The Opportunity to use SDM technology Today, visionary engineering organisations use a novel and unique database design invented by researchers in Munich and first applied at BMW for the management of structural mechanics crash simulations. This data management architecture, called “Simulation Data Management” (SDM), is a breakthrough approach which manages complete simulation datasets by the use of process-data objects, metadata objects and file-data objects combined in a graph structure [4]. This data management approach enables the capture of user intent, thus reducing the time spent by engineers to record their activities. Such an SDM database, a single source of truth accessible through a web browser, provides a single API to find and access complete data-sets. Process step automation software and scripts can be run on the platform as can data extraction software to extract metadata and key results from bulk-data-files and store them in the database. SDM solutions can also eliminate duplicate data entry, for example of typing parameters both into a script and into a notebook [5], and the errors which this may incur. Solution benefits: a holistic SDM data model combining the physical data and the process record in a cloud graph-enabled database: - Captures user intent, provenance and metadata, saving time and eliminating duplicate data entry
- Provides a single point of access to numerical experimentation data & results
- Data-sets are Findable, Accessible, Interoperable and re-usable
- Enables any process to be run against data in any accessible repository - workflow portability.
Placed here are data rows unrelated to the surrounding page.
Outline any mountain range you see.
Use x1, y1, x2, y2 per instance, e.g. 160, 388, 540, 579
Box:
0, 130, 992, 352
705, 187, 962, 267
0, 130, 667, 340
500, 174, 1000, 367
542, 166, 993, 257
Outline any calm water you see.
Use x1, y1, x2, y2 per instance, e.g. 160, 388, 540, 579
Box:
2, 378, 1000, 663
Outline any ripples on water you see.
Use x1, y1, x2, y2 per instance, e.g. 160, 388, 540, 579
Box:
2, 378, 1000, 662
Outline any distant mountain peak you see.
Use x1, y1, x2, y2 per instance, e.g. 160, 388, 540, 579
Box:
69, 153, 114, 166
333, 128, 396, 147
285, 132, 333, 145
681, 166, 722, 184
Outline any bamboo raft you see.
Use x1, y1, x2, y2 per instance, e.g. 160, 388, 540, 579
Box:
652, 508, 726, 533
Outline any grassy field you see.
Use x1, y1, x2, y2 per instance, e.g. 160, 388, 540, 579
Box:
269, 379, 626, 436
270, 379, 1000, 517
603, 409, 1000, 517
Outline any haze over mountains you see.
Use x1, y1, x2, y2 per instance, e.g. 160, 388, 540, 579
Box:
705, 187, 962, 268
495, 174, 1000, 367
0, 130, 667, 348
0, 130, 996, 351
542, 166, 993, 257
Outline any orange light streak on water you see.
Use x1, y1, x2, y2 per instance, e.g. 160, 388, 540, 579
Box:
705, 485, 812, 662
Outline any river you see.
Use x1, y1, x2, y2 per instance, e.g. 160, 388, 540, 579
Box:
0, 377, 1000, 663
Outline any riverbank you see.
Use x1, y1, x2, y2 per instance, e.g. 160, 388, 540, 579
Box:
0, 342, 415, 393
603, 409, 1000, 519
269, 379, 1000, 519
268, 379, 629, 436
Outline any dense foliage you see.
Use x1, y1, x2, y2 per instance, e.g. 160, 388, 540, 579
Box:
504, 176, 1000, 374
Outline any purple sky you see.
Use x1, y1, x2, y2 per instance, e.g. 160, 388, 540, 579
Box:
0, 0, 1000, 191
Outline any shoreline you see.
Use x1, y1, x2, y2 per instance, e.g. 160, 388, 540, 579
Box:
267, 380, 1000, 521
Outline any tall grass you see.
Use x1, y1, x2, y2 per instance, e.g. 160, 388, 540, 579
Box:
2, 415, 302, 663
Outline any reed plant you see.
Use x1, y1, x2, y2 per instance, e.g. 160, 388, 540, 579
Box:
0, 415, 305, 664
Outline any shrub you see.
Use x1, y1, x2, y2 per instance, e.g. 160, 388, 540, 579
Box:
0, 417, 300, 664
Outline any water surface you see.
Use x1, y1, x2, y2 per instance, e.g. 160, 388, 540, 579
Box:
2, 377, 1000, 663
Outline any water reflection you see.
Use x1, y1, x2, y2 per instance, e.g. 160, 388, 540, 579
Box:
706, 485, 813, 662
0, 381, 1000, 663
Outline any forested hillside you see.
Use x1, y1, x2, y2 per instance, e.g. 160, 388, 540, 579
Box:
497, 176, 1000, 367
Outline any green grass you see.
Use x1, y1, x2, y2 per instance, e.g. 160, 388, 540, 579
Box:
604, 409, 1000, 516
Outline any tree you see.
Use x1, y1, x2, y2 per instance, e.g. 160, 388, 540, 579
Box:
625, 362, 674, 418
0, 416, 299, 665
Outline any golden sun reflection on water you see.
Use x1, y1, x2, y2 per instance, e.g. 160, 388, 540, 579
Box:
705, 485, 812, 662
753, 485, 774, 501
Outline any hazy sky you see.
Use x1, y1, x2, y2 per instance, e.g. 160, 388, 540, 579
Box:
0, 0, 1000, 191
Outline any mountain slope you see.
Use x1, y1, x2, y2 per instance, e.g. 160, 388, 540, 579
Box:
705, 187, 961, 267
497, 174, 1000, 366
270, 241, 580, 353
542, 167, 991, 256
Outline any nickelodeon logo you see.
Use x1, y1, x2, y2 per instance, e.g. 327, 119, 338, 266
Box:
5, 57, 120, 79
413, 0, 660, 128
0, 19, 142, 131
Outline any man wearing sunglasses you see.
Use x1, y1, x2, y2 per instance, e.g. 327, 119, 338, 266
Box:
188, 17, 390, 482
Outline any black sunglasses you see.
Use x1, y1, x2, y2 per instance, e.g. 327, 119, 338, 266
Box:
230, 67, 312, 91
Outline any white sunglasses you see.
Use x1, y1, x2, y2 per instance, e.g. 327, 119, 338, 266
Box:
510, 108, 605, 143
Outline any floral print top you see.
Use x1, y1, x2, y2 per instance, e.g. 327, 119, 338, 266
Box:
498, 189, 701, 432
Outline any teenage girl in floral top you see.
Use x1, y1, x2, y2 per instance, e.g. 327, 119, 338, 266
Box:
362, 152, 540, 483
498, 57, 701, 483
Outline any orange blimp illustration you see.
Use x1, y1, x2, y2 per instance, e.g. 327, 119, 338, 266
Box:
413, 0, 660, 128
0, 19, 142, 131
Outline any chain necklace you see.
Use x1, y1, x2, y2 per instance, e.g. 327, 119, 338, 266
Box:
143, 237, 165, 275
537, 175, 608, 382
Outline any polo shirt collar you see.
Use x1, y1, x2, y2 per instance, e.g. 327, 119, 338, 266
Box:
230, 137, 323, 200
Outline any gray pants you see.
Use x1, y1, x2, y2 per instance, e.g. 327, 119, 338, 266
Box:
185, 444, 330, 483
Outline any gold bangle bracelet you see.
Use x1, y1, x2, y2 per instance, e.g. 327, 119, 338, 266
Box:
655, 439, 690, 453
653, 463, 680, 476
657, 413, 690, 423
- Enables the application of sophisticated surrogate modelling techniques, AI, ML to the analysis of large quantities of historic data
- Enables effective Information Lifecycle Management: lossy compression or deletion of large files whilst retaining the key results, metadata and the “recipe” to recreate the data if necessary
Timeliness Simulation Data Management technology is well understood with two decades of productive experience in leading engineering organisations. The SDM data-model and methods has been instantiated on an agile, open xDM platform. openSPDM, taking advantage of today’s fast CPUs, has been proven to assist analysts and save them time while providing data security and quality assurance for the enterprise. As research into fusion power moves towards prototype commercial reactors, the number of linked simulations will rise, traceability, reproducibility and validation will become increasingly important. FAIR data management is now urgently required. openSPDM was demonstrated and tested at UKAEA. The number and size of files produced by numerical simulations is increasing faster than ever with the use of exascale computers. Data storage requirements are now expressed in zettabytes. It is long overdue to manage simulation data-sets effectively to assure FAIRness and eliminate Digital Landfills of data of unknown provenance.